The two things are of course quite different. In one the water all shuffles 2 ft 8 in to the left as the boat passes and is stationary the rest of the time, but if the boat goes from one end to the other the result is that all of the water along the length has moved to the left. In the other effectively 20 tons has moved down the canal sort of all together, but still the result is that all of the water has moved a little bit, the same little bit, to the right.
The question is, in our position in the middle of the section, seeing the water has moved that little 2 ft 8 in to the left but not seeing what caused it, can we tell which occurred from the effect on the water only?
Or to put it another way, is the movement of the water from a boat passing exactly the same as the movement of water from flowing the boat's weight of water along the section?
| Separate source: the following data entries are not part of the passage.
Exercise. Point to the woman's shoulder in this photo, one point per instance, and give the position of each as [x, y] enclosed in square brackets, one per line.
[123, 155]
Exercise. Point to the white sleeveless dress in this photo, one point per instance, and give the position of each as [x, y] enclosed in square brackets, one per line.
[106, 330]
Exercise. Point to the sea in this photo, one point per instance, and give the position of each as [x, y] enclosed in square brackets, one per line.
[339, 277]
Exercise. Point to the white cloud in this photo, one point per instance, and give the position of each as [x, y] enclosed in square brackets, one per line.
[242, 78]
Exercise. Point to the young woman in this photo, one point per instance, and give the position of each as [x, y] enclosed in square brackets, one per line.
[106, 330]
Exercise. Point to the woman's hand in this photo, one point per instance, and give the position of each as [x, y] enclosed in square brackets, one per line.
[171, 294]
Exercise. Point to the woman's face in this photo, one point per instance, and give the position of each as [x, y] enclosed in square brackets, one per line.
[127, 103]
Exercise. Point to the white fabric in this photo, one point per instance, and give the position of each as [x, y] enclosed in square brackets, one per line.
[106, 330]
For those getting bored, the next step will be more interesting!
Now let's stay on the banks of our canal, but let there now be a lock going up to a higher level off to the right and a lock down to a lower level off to the left.
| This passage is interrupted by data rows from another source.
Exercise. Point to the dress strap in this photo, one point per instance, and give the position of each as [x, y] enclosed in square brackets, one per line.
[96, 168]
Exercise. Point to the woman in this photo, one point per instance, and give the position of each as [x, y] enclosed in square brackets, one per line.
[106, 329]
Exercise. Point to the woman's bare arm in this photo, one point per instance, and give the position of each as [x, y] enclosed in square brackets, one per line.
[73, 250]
Numbers are easier than algebra, so let's choose a size for these locks. Say they are both 72 ft long 7 ft 6 in wide and have a fall of 7 ft. That's 72 * 7.5 * 7 = 370 ft3 = 23625 gallons = 236250 pounds = 105 tons roughly. Let's take 100 tons for our example. Each time this lock is cycled (filled and emptied again) 100 tons of water is put into it and then 100 tons are taken out of it on the other side.
So we sit by the canal watching the water. Forgetting boats for a moment, suppose the lock to the left is filled and the lock to the right is emptied. We do this carefully of course, setting the lock below first, so that we don't lose water over any overflow weirs. Now as one lock empties and the other lock fills, 100 tons of water leaves the one on the right and eventually 100 tons enters the lock to the left. The result is that all of the water between shuffles to the left. 100 tons of water at 7.5 tons per foot (at the cross-section we assumed) is 13 ft 4 in of the canal.
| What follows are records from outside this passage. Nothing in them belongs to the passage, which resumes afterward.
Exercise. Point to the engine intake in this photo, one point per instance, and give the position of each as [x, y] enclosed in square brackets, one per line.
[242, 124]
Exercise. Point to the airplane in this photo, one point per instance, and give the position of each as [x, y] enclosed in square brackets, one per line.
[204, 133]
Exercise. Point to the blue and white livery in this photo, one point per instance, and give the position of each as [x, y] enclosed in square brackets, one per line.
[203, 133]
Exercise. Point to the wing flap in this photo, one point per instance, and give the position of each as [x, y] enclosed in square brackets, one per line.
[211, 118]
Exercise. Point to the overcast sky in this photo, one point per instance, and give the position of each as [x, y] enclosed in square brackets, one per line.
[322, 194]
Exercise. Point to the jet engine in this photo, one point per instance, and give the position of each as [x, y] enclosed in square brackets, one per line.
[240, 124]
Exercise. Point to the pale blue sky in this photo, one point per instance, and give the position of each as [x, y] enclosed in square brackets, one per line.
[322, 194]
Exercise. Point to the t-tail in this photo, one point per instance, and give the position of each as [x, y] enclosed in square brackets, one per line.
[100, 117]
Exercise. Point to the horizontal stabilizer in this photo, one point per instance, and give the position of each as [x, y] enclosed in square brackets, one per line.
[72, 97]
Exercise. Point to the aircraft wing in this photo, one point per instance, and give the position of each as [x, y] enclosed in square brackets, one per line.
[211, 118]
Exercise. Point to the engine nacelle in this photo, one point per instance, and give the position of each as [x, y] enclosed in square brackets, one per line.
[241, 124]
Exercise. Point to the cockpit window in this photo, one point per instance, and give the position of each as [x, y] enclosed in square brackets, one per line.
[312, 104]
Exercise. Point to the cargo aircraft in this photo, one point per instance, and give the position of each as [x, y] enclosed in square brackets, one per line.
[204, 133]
So when we work the locks at each end of this pound, all of the water in the pound shuffles left by 13 ft 4 in.
There are three things that we see, sitting by the middle of the pound
1) When a (20-ton) boat goes from left to right, going up the canal, the water moves to the left by 2 ft 8 in.
2) When a (20-ton) boat goes from right to left, going down the canal, the water moves to the right by 2 ft 8 in.
3) Each time the (100-ton) locks at each end are cycled, the water moves to the left by 13 ft 4 in.
On a normal day, boats go back and forth, pushing the water back and forth so that it averages out about the same place, but every time the locks are cycled it all moves to the left by that 13 ft 4 in, feeding 100 tons to the lock to the left.
But now imagine everyone is coming back down after a waterways festival, so all the boats are going right to left and no-one is going the other way. What happens?
Each time the locks are cycled, the water moves left by 13 ft 4 in. Each time a boat moves past going to the left, the water moves to the right by 2 ft 8 in. The net movement is 10 ft 8 in to the left.
Work the locks, 13-4 to the left. Boat passes 2-8 to the right, so now at 10-8 to the left. Work the locks again, another 13-4 to the left, so now at 24-0 to the left. Another boat passes 2-8 to the right, now at 21-4 to the left. And so on, average 10-8 per cycle.
When boats are passing back and forth, the water passes left on average 13-4 per cycle of the locks. But when the boats are all going the same way the average amount the water moves per cycle is different. Specifcally, if the boats are all going down, the average movement is just a little bit less, in this case 10-8.
What's that mean? Not much, but it is interesting (to me). I doesn't say anything about the detail of what's happening at the locks, but it's that movement of the water to the left that is feeding the lock to the left that is fascinating. That appears to be 100 tons per cycle on average, but with all the boats going down it appears to be 80 tons (10 ft 8 in at 7.5 tons per foot).
There's an anomaly. The calculated movement is not what seems obvious.